TABLE-US-00001 TABLE 1 Example API response { result: 1 timestamp:
1525969290 userid: 100 transactionID: 129898 voice-output: A cab
has been successfully booked }
[0044] In some embodiments, the voice-to-text/text-to-voice
conversion function may be provided by an external server, that is
external to the API gateway 100, such as an audio/text converter
180 shown in FIG. 2C. The audio/text converter 180 may employ
natural language processing to convert between audio and text. The
API gateway 100 is omitted from FIG. 2C for clarity. In the
embodiment of FIG. 2C, the voice command text processing module 170
may invoke the services of an external audio/text converter 180 to
convert text to voice or voice to text, for example, by issuing an
API call to the audio/text converter 180. The audio/text converter
180 may be provided by an external web service provider that is
external to the enterprise computing system of the API gateway
100.
[0045] Referring to FIG. 2C, a voice command processing module
150'' may invoke the services of an external audio/text converter
180 that performs conversion of both audio to text and text to
audio. The API gateway 100 is omitted from FIG. 2C for clarity. The
voice command text processing module 170 receives a voice command
232 from a client 20 in the form of an audio signal and transmits
the voice command to the audio/text converter 180 in a request
message 252. The audio/text converter 180 converts the audio signal
to text and returns the text in a response message 254 to the voice
command text processing module 170. The voice command text
processing module 170 analyzes the text command and responsively
generates an API call 236 as described in more detail below. The
API gateway 100 then issues the API call to the API 210 of the
appropriate service 200. When the service 200 has processed the API
call, the service returns an API response 242 to the API gateway
100 via the API 210 including a voice-output string, which is
provided to the audio/text converter 180 in a request message 252
for conversion to an audio signal. The audio/text converter 180
returns the converted audio signal to the voice command text
processing module 170 in a response message 254. The API gateway
100 passes the response 246 back to the client 20 including the
audio response.
[0046] FIG. 3A is a block diagram of an API gateway 100 that
illustrates the mapping of a voice command to an API endpoint and
the construction of an API call in response to a voice command
according to some embodiments. As shown in FIG. 3A, for each
service for which an API gateway 100 according to some embodiments
is configured to provide voice command capabilities, the API
gateway is provided with a manifest file 230 that contains a
mapping from one or more voice command strings to one or more
corresponding API endpoints. The manifest file contains one or more
entries. Each entry includes a command string and a corresponding
API endpoint for the service associated with the manifest file
230.
[0047] In the example illustrated in FIG. 3A, the service is a taxi
booking service which is accessible within the enterprise computing
system via an API. The manifest file 230 includes three entries,
each of which has a defined command string and associated API
endpoint. The command strings may include alternative terms, and
may omit "stop words" such as definite or indefinite articles,
conjunctions, prepositions, pronouns, etc. For example, the command
strings "book cab", "book a cab", "book the taxi", and "book me a
taxi" may all be interpreted as identical to the command string
"book [cab|taxi]" in the first entry in the manifest file 230.
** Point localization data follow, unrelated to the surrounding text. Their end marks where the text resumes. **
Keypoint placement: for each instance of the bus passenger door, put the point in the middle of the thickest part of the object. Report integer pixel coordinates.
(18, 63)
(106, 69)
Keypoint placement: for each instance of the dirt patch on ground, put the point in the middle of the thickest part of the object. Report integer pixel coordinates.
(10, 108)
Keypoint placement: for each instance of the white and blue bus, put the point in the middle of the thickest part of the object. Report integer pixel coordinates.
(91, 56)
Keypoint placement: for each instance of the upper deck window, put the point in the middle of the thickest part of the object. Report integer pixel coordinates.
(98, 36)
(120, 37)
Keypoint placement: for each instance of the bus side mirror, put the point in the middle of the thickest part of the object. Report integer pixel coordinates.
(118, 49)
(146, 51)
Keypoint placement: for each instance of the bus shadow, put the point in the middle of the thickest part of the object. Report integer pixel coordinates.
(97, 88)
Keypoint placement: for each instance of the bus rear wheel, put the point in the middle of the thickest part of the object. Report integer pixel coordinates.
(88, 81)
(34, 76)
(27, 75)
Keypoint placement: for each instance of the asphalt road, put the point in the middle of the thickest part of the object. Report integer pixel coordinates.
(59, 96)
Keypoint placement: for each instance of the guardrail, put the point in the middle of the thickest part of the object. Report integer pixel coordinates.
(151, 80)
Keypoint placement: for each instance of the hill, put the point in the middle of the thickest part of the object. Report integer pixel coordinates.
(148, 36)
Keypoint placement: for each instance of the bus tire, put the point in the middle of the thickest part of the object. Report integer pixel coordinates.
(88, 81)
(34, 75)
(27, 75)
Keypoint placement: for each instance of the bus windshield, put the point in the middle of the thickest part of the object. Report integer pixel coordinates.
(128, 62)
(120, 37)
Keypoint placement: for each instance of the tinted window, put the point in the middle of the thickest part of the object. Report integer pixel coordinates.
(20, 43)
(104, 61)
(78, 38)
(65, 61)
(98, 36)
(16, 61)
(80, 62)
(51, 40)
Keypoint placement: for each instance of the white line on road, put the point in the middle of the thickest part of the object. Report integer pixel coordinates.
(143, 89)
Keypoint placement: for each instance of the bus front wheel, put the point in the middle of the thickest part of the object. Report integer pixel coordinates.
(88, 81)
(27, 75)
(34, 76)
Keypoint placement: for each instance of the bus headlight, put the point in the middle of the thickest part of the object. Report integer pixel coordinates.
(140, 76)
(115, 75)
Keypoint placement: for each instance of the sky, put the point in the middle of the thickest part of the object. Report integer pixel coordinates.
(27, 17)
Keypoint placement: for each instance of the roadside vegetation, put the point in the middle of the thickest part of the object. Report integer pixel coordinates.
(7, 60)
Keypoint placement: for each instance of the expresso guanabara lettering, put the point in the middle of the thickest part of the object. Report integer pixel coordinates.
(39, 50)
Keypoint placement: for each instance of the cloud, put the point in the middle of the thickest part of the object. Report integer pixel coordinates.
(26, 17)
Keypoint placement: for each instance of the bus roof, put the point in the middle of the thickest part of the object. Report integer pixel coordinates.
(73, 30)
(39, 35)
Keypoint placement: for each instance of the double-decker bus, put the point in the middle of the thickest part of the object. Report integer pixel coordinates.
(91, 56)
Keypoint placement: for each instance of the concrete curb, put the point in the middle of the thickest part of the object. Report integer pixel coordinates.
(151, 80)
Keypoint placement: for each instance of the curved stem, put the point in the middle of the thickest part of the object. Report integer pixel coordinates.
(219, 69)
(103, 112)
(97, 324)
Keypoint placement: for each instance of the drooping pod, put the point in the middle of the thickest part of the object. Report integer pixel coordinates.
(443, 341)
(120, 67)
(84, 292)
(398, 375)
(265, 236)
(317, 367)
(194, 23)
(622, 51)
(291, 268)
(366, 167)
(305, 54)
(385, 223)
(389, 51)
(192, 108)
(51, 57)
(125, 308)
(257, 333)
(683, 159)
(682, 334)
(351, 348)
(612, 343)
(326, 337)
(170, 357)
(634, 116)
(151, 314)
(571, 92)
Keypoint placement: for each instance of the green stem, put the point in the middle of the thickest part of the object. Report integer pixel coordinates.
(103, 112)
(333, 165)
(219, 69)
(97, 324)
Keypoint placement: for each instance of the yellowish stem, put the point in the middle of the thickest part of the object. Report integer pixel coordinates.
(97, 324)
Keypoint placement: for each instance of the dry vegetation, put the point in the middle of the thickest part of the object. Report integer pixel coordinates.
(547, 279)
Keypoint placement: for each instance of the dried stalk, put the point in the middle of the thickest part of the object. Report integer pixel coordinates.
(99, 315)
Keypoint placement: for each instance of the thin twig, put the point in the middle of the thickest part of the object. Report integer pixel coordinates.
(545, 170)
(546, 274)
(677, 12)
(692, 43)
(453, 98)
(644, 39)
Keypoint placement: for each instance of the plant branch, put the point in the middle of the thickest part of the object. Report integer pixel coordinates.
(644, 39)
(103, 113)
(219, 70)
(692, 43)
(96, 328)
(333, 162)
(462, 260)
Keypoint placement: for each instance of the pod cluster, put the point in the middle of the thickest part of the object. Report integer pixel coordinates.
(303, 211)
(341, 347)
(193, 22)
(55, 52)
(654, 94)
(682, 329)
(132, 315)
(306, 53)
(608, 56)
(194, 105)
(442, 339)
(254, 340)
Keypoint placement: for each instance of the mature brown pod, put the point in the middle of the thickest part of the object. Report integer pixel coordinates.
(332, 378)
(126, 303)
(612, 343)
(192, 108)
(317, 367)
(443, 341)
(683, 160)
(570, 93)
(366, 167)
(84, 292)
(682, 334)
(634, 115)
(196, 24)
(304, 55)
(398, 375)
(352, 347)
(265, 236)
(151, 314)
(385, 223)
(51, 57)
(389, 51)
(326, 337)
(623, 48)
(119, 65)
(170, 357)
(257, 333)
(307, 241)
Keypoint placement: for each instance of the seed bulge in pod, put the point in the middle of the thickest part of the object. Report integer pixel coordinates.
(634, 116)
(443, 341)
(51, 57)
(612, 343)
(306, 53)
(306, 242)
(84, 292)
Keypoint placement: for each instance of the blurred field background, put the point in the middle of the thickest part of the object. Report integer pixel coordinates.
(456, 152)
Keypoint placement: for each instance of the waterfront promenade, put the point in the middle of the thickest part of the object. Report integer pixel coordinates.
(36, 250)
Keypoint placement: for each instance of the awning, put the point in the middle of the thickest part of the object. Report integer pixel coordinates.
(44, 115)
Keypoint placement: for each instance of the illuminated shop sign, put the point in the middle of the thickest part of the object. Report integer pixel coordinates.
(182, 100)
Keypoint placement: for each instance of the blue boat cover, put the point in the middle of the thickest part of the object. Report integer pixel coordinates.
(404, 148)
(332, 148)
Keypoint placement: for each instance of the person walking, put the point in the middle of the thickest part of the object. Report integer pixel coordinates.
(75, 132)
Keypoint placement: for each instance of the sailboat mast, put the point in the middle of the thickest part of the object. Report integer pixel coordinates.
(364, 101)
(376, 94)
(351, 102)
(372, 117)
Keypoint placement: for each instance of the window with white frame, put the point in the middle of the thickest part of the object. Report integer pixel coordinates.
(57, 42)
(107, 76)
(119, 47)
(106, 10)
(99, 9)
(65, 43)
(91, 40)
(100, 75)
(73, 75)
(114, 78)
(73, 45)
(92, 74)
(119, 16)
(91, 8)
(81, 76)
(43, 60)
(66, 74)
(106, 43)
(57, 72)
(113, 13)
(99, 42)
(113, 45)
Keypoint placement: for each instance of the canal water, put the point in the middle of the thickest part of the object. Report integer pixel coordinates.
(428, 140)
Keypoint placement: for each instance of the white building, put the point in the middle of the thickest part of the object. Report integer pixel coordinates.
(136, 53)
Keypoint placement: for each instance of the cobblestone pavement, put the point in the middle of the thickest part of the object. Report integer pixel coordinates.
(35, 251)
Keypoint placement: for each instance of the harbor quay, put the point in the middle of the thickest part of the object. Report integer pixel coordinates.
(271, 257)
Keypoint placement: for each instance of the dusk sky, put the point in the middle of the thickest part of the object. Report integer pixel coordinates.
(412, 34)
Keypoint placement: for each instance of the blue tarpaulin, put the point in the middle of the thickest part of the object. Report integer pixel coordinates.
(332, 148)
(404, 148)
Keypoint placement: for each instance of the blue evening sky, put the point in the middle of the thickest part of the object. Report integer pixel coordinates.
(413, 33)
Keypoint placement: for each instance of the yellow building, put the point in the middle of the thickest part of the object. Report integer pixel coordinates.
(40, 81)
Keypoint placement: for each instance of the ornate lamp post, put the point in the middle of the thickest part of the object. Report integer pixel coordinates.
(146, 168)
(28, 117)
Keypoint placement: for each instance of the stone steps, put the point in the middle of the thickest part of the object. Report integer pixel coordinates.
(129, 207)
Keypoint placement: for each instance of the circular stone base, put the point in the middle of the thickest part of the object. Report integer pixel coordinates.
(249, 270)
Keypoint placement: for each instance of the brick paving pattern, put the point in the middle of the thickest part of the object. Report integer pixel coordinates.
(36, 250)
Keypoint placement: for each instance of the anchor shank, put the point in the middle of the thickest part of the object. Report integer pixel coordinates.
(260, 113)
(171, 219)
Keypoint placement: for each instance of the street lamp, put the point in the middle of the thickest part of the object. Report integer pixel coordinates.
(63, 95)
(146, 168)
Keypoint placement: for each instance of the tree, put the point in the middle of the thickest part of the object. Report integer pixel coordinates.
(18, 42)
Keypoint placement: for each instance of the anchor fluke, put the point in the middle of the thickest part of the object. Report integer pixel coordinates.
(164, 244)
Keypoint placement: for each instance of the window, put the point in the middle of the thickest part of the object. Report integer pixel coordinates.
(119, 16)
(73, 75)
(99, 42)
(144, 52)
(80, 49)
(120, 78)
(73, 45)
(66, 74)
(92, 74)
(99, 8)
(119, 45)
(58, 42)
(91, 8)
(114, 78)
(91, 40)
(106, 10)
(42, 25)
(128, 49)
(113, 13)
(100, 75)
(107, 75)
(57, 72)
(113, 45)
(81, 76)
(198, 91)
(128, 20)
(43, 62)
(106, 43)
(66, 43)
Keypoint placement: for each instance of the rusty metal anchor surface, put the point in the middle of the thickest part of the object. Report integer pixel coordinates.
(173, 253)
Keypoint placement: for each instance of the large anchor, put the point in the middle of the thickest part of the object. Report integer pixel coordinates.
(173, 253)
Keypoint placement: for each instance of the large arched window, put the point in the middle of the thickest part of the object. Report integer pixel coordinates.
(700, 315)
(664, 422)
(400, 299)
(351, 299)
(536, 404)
[0048] FIG. 3A illustrates the processing of four example voice
commands by the API gateway 100. In a first example, a client 20
issues an API command to the taxi booking service including the
voice command "book a cab." The API command is intercepted by the
API gateway 100, which converts the audio command to a text
command. The text command is processed to remove stop words (e.g.,
articles, conjunctions, etc.), resulting in the text command "book
cab." The text command is compared to the command strings in the
manifest, and a matching entry is found for "book [cab|taxi]."
Because a match was found, the API gateway 100 selects the API
endpoint from the corresponding entry in the manifest file
("/book-a-cab") and constructs an API call by appending the API
endpoint to an appropriate url of the taxi booking service. Other
parameters may be appended to the url and endpoint to construct the
API call. For example, the API call may have the form
"http://taxiservice.example.com/book-a-cab?user=user1." The API
call is sent to the API 210 of the cab service, which processes the
API call and provides a response to the API gateway 100 for
processing and eventual forwarding to the client 20.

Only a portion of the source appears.